[CentOS] Optimizing grep, sort, uniq for speed

Thu Jun 28 19:15:14 UTC 2012
Gordon Messmer <yinyang at eburg.com>

On 06/28/2012 11:30 AM, Sean Carolan wrote:
> Can you think of any way to optimize this to run faster?
>
> HOSTS=()
> for host in $(grep -h -o "[-\.0-9a-z][-\.0-9a-z]*.com" ${TMPDIR}/* |
> sort | uniq); do
>      HOSTS+=("$host")
> done

You have two major performance problems in this script.  First, UTF-8 
processing is slow.  Second, wildcards are EXTREMELY SLOW!

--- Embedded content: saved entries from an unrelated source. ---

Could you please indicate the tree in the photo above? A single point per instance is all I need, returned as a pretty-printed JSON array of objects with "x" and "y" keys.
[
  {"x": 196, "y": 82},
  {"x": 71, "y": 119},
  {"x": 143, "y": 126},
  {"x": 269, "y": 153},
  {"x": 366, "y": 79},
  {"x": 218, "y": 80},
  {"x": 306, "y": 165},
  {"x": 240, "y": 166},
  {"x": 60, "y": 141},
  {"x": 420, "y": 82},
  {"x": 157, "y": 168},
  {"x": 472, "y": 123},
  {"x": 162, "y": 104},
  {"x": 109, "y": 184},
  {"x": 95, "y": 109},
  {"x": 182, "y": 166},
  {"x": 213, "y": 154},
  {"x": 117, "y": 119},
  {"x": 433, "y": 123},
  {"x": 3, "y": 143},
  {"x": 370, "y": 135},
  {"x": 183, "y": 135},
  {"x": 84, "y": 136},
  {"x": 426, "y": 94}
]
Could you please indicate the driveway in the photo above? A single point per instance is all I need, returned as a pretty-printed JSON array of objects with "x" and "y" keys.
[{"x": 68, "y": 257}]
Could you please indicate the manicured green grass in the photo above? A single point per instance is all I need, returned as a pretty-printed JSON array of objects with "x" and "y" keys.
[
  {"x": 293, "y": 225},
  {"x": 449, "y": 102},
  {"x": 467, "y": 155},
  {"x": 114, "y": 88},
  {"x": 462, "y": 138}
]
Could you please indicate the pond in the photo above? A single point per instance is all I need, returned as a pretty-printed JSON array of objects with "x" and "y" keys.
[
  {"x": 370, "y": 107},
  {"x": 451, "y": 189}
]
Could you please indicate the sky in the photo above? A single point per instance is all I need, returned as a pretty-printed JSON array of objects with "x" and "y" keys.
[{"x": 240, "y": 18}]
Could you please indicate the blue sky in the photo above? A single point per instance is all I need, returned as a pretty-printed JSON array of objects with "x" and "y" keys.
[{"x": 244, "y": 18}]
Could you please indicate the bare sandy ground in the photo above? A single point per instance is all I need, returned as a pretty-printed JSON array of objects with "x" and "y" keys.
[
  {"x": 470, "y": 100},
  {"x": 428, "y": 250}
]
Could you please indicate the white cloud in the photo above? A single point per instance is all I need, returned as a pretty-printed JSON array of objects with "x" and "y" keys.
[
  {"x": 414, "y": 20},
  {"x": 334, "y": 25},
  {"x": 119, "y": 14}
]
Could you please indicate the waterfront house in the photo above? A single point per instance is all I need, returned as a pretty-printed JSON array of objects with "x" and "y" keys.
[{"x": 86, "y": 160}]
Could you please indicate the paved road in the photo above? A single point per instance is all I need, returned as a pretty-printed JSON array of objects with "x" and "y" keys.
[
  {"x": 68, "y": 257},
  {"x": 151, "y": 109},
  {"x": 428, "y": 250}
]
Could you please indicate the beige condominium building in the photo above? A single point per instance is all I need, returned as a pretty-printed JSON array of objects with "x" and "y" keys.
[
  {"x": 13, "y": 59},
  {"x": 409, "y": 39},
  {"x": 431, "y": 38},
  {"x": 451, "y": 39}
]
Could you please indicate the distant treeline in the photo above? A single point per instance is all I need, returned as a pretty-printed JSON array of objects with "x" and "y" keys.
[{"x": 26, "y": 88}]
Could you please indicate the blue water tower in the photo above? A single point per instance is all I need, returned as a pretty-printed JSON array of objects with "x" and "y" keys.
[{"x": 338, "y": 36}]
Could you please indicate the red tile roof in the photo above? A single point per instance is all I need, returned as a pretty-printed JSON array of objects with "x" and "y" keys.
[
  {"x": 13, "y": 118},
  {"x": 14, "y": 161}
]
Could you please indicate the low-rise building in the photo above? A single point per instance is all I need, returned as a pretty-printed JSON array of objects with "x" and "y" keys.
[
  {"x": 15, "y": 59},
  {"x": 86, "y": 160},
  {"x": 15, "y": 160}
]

You'll get a small performance improvement by using a C locale, *if* you 
know that all of your text will be ascii (hostnames will be).  You can 
set LANG either for the whole script or just for grep/sort:

---
$ export LANG=C
---
$ env LANG=C grep ... | env LANG=C sort
---

I don't think you'll get much from running uniq in a C locale.

You'll get a HUGE performance boost from prefixing your search with some 
known prefix to your regex.  As it is written, your regex will iterate 
over every character in each line.  If that character is a member of the 
first set, grep will then iterate over all of the following characters 
until it finds one that isn't a match, then check for ".com".  That 
second loop increases the processing load tremendously.  If you know the 
prefix, use it, and cut it out in a subsequent stage.

$ grep 'host: [-\.0-9a-z][-\.0-9a-z]*.com' ${TMPDIR}/*
$ egrep '(host:|hostname:|from:) [-\.0-9a-z][-\.0-9a-z]*.com' \
   ${TMPDIR}/*